Choreographic Shindig IV: You can always rely on Olivier Wevers’ Whim W’Him to subvert dance-world convention, and nowhere is this more evident than in the company’s annual Choreographic Shindig. Launched in 2015, the program allows Whim W’Him dancers to choose for themselves which choreographers will make work for them to perform as a company. This year, they selected (out of a pool of 200 applicants) Alice Klock, 2017 choreographic fellow at Chicago’s Hubbard Street Dance; Omar Román De Jesús, whose award-winning work explores bold subject matter like mental illness and social issues; and Brendan Duggan, who co-founded Brooklyn contemporary dance collective LoudHoundMovement. The result will be seven performances over 90 minutes in a compressed burst of variety and experimentation you’re not likely to find elsewhere. Sept. 7-15; Erickson Theater Off Broadway, 1524 Harvard Ave., Seattle; $30-$55, $5 TeenTix, $15 Student Rush; — M.B.

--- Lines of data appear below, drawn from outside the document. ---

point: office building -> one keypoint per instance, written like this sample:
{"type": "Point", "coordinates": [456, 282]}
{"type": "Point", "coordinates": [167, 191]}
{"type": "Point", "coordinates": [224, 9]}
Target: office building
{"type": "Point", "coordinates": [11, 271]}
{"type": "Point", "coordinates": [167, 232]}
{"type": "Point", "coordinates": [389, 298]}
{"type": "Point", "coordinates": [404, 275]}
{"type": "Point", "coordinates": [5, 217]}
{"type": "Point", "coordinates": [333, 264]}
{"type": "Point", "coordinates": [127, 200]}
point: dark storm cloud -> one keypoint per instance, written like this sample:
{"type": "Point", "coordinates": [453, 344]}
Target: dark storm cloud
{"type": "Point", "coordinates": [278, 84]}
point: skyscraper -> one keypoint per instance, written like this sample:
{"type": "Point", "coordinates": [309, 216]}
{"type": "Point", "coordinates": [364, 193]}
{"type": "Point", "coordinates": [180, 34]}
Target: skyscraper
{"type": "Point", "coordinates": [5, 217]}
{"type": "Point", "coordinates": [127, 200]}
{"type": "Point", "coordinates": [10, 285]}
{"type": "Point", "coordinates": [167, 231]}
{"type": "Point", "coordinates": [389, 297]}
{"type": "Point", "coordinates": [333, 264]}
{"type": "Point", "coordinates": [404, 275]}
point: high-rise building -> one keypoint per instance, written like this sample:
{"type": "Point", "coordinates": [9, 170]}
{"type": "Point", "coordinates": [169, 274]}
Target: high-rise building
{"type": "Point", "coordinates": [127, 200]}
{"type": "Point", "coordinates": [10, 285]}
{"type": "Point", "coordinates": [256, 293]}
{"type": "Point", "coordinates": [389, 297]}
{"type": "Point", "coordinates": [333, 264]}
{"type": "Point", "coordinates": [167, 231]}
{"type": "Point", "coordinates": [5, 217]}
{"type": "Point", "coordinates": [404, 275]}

“New Dances II”: Kate Wallich is one of those names you can’t miss if you follow Seattle dance even casually. She’s made her name as a choreographer, educator, and the leader of the best dance exercise class you’ll ever go to, cult fave Dance Church, and in 2017, began YC2, a collaboration between Studio Kate Wallich and Velocity Dance Center intended to nurture dancers through space, training, and paid rehearsal and performance time. This fall, the YC2 dancers will perform new work from Wallich; a new piece from Tom Weinberger choreographed on the company; and Sidra Bell’s “Beyond the Edge of the Frame.” Sept. 20-23; Velocity Dance Center, 1621 12th Ave., Seattle; $15-50, — M.B.